A brutalidade nossa de cada dia resulta na paralisação parcial do sentimento e da ação: o embotamento.
Embotados somos, embotados ficamos, embotados seremos.
Ao ataque, à defesa, ao ataque, à defesa, à defesa, ao ataque.
Aos que insistem em dar vida ao espírito, há uma solução na medida certa: os remédios. Eles tornam exatos os movimentos e os pensamentos, tirando do olhar o pouco do desespero vívido ou da alegria desesperada que volta e meia irrompe pela gente.
Afinal, existe na natureza semelhança tão precisa como a que nivela a opacidade das retinas dos deglutidores de Fluoxetinas, Prozacs, crack ou maconha? Hoje em dia alguém é capaz de atingir o Nirvana prescindindo das abençoadas receitas – industrializadas ou caseiras – de equilíbrio?

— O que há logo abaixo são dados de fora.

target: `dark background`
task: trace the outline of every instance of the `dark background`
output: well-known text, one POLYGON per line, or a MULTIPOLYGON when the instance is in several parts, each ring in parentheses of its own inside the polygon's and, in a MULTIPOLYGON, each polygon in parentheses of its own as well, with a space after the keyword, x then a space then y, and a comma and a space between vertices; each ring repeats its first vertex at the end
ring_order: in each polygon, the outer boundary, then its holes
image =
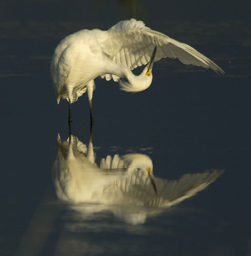
MULTIPOLYGON (((1 1, 1 255, 251 255, 250 10, 245 1, 1 1), (206 190, 136 226, 106 212, 76 216, 57 200, 51 178, 58 134, 68 137, 67 103, 57 104, 50 80, 54 49, 79 29, 131 18, 226 72, 162 59, 151 87, 135 94, 96 79, 97 162, 149 148, 162 178, 225 170, 206 190), (74 224, 77 231, 65 227, 74 224)), ((86 143, 86 94, 72 111, 73 134, 86 143)))

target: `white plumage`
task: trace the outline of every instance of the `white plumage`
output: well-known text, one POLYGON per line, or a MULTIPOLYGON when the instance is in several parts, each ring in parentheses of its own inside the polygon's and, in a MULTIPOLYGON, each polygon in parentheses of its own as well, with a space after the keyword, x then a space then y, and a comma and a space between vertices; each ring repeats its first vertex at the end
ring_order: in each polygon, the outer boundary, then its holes
POLYGON ((145 90, 153 79, 153 64, 149 62, 167 57, 224 73, 215 63, 189 45, 132 19, 120 21, 107 31, 80 30, 60 41, 55 49, 51 66, 58 103, 61 98, 70 104, 73 103, 87 90, 92 111, 94 79, 99 76, 107 80, 112 78, 119 80, 120 89, 127 92, 145 90), (154 54, 155 47, 156 52, 154 54), (139 76, 131 71, 148 63, 148 67, 139 76))
POLYGON ((53 170, 58 197, 75 206, 76 203, 95 204, 95 211, 97 204, 109 206, 115 214, 134 223, 142 223, 153 211, 158 213, 163 210, 160 208, 194 196, 223 173, 214 170, 187 174, 178 180, 163 179, 154 176, 152 159, 142 154, 108 156, 99 167, 96 162, 91 138, 86 145, 75 136, 72 136, 71 144, 69 139, 61 141, 58 136, 53 170))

Sejamos iguais em nossa diferença: sejamos embotados, cada um à sua maneira.
Há o que se embota por estar pleno de satisfação; o mundo não é mais capaz de lhe proporcionar o que ele quer, pois ele não sabe mais o que quer. Há o que se embota por desconhecer seus limites; desejou pouco, talvez um filho, uma família, um marido, um pouco de sucesso, um naco de beleza. Os teve, mas descobre que com o tempo, o mundo cada vez menos lhe diz respeito. Há o que se embota pela falta. Falta tudo, falta amor, falta pão, falta carinho. Pois tristeza demais, ou alegria de menos também embotam.

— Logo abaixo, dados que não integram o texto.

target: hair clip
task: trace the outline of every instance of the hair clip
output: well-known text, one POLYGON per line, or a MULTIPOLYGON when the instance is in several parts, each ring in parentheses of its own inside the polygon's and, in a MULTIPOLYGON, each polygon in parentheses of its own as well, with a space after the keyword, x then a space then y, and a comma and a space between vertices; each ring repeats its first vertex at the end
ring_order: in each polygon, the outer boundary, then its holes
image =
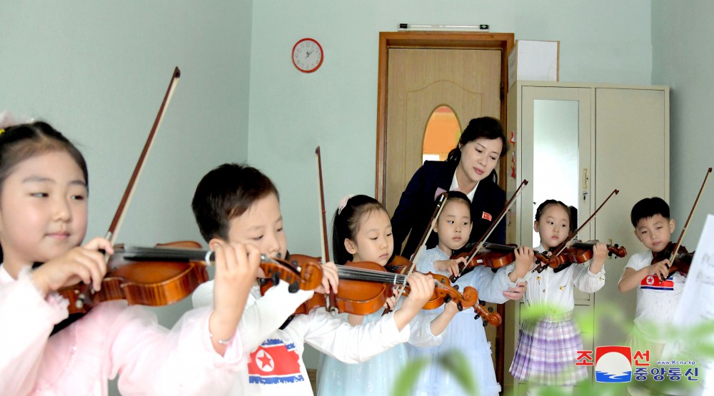
POLYGON ((339 215, 342 213, 342 210, 347 205, 347 201, 353 196, 355 196, 354 194, 347 194, 340 200, 340 204, 337 206, 337 214, 339 215))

Atrativa e pegajosa, a situação de embotamento arrasta tudo e todos à não-reflexão. Falta pouco para se anular o pensar, presumida “qualidade” intrinsecamente humana. Demasiadamente humana.
Embotados de todo mundo, uni-vos! E deixemos que o furor frenético do Eu termine seu trabalho de embotamento dos seres mais unidos e isolados que a história jamais viu.
Ainda falta para nos embotarmos do embotamento.